Kubernetes Service metrics values not matching with description in metrics documentation

sushant-jaiswal commented 6 years ago

The actual values returned by Rest API calls don't match with description in Kubernetes Service metrics documentation.

For example, metric "kube_node_status_condition" should return "Statuses for various node conditions" but the Rest API call returns just a number (e.g. 18). This number does not make any sense for this status metric.

Another example, metric "kube_pod_status_phase" is supposed to return "Number of pods by phase" but it just returns total number of pods without status and makes the value same as what we get from metric "kube_pod_status_ready". When we check the Health Preview for the cluster, we can see number of pods in different phases (Running, Pending and Unknown).

We used this link to verify the values from a Rest API calls for various metrics.

Example for GET call - GET https://management.azure.com/%2Fsubscriptions%2F1248268d-051f-432a-8e63-e83a9d36e776%2FresourceGroups%2Faks-int-resource-group%2Fproviders%2FMicrosoft.ContainerService%2FmanagedClusters%2Faks-int-cluster%2F/providers/microsoft.insights/metrics?api-version=2018-01-01&metricnames=kube_node_status_condition

Any help is appreciated. Thanks.

milismsft commented 6 years ago

@zqingqing1 @mboersma

sushant-jaiswal commented 6 years ago

@zqingqing1 @mboersma There are just 5 metrics exposed for Azure Kubernetes and few of them seem to have issues. With couple of others I am not able to proceed on my work. Could you please help me to get the answers for these metrics.

sgoings commented 6 years ago

@sushant-jaiswal - metrics exposed by Kubernetes can be confusing, and the Azure metrics API on top of it makes it even more confusing!

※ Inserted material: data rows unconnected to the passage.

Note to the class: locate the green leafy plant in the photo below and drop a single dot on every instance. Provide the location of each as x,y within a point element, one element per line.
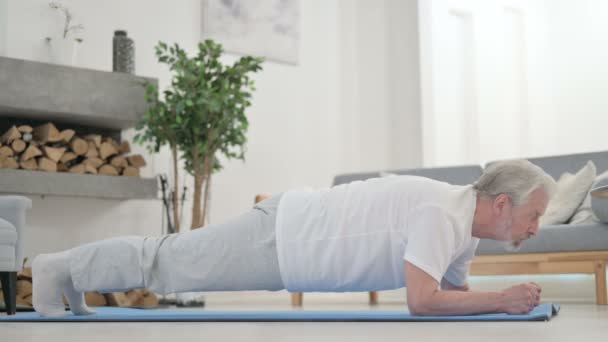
<point>202,115</point>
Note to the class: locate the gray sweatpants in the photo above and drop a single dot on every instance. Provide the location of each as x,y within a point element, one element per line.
<point>239,254</point>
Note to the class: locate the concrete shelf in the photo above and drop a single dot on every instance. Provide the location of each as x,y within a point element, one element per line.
<point>76,185</point>
<point>89,101</point>
<point>34,90</point>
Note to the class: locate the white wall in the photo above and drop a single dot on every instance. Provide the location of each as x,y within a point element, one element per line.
<point>579,79</point>
<point>334,112</point>
<point>537,78</point>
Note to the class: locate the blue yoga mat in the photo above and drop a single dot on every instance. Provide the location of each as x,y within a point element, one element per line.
<point>543,312</point>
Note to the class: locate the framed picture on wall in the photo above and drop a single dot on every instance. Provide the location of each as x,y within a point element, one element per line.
<point>266,28</point>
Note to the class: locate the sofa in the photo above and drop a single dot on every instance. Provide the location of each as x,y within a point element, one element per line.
<point>12,224</point>
<point>558,249</point>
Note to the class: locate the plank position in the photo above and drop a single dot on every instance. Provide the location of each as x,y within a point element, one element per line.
<point>379,234</point>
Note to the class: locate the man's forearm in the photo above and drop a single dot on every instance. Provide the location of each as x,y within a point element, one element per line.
<point>447,303</point>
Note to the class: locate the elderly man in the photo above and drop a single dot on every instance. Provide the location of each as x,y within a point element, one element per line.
<point>378,234</point>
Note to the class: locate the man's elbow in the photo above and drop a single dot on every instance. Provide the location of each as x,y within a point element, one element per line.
<point>419,306</point>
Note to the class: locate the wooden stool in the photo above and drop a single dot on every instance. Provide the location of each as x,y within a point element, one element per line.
<point>297,298</point>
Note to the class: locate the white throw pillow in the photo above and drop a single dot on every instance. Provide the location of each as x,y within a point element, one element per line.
<point>387,174</point>
<point>584,214</point>
<point>571,191</point>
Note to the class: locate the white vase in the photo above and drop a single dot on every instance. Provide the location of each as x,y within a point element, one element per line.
<point>63,51</point>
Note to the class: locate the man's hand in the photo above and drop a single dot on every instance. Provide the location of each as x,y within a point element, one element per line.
<point>520,299</point>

Since the metrics [kube_pod_status_ready, kube_node_status_condition, kube_pod_status_phase] have multiple dimensions, you need to expose/inspect those dimensions to get the view of those metrics. By default on REST queries to the Azure metrics API you'll just get "Total" for the metrics devoid of dimensions, which isn't really the part you want to inspect.

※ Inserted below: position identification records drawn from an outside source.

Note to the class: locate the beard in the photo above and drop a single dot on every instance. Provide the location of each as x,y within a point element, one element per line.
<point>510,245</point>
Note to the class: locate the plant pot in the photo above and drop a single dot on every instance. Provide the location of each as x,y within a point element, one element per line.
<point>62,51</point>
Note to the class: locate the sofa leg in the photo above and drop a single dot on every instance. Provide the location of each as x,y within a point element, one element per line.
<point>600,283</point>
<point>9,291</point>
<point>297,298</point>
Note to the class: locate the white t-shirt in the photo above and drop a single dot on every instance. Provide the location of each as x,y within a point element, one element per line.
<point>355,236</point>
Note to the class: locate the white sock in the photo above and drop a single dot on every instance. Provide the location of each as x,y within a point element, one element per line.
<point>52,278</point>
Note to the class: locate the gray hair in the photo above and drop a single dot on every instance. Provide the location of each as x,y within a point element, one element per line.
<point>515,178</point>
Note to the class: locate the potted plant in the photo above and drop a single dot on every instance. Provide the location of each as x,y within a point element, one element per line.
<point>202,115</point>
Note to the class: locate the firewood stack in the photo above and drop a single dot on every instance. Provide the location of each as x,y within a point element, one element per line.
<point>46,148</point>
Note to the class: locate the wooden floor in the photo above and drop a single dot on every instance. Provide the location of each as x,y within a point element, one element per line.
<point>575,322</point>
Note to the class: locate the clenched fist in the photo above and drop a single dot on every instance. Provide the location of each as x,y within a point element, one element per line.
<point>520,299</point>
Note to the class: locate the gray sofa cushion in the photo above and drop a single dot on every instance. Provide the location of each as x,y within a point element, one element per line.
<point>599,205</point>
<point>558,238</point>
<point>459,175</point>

Here's how you can get all the dimensions for kube_node_status_condition (as specified on the far right column of the exposed AKS metrics list):

metric_names="kube_node_status_condition"
metric_filter="status eq '*' and node eq '*' and condition eq '*'"
curl -G -H "Authorization: Bearer ${TOKEN}" -H "Content-Type: application/json" \
  "https://management.azure.com/${RESOURCE_URI}/providers/microsoft.insights/metrics?api-version=2018-01-01" \
  --data-urlencode "metricnames=${metric_names}" \
  --data-urlencode "\$filter=${metric_filter}"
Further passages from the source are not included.